On October 12, the Arts Research Center at UC Berkeley and the Curatorial Practice at the California College of the Arts are partnering to host a live-streaming of the Creative Time Summit, an annual conference in New York that brings together cultural producers--including artists, critics, writers, and curators--to discuss how their work engages pressing issues affecting our world. To jump-start the conversation in advance of the event, attendees have been asked to submit a paragraph on a keyword associated with one of the summit themes: Inequities, Occupations, Making, or Tactics. This posting is by Christian L. Frock, Producer and Curator of Invisible Venue.

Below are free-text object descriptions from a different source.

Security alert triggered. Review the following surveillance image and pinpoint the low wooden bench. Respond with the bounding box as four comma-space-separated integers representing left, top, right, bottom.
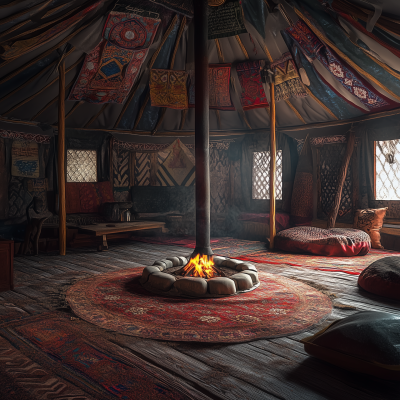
79, 221, 165, 251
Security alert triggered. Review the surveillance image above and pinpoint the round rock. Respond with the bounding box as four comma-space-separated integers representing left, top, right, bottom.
235, 262, 257, 272
174, 277, 207, 297
208, 277, 236, 295
149, 272, 175, 292
230, 273, 253, 290
241, 269, 260, 285
142, 265, 160, 283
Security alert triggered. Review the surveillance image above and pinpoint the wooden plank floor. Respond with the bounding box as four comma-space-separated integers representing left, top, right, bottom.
0, 241, 400, 400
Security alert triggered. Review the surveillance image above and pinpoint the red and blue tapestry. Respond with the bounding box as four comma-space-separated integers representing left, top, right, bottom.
286, 19, 398, 111
68, 12, 160, 104
236, 61, 269, 111
189, 64, 235, 111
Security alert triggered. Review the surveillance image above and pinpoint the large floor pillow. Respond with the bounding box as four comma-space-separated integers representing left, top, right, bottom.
275, 226, 371, 257
358, 256, 400, 300
301, 311, 400, 380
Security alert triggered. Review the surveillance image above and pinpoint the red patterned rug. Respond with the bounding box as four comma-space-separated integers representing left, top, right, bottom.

Keyword: Tactics - Publicizing Private Space
In response to rampant privatization of public space, cultural producers in the Bay Area increasingly publicize private spaces (apartments, marginalized real estate, etc) and, in doing so, radicalize notions of public space, even when these spaces aren’t conventionally “public.” While these largely DIY actions underscore autonomy in the face of bureaucracy and increased corporate interests in the public realm, these gestures also represent a shift in the cultural landscape that coincides with the decline of conventional nonprofit art organizations. The increasing number of publicized platforms within the Bay Area and the use of private resources in the realization of these projects raise questions about sustainability and access at the same time that these gestures serve a need for experimental and alternative venues at the grassroots level. What relationship, if any, is there between the rise of private/public enterprise and the decline of conventional arts non-profits—and how do these shifts bode for the future of arts organizations, non-profit or otherwise? Recent points of consideration, among others: the forthcoming closure of San Francisco’s Museum of Craft and Folk Art, the 5M Project facilitated by Forest City real estate developers in partnership with non-profit arts organization Intersection for the Arts, and “Manifest Destiny” a temporary public art project realized on private property by nonprofit arts organization Southern Exposure. To what extent are we able to critically evaluate the inter-dependence of public organizations on private funds, while also examining private/public partnership models for potential solutions to questions of sustainability with integrity?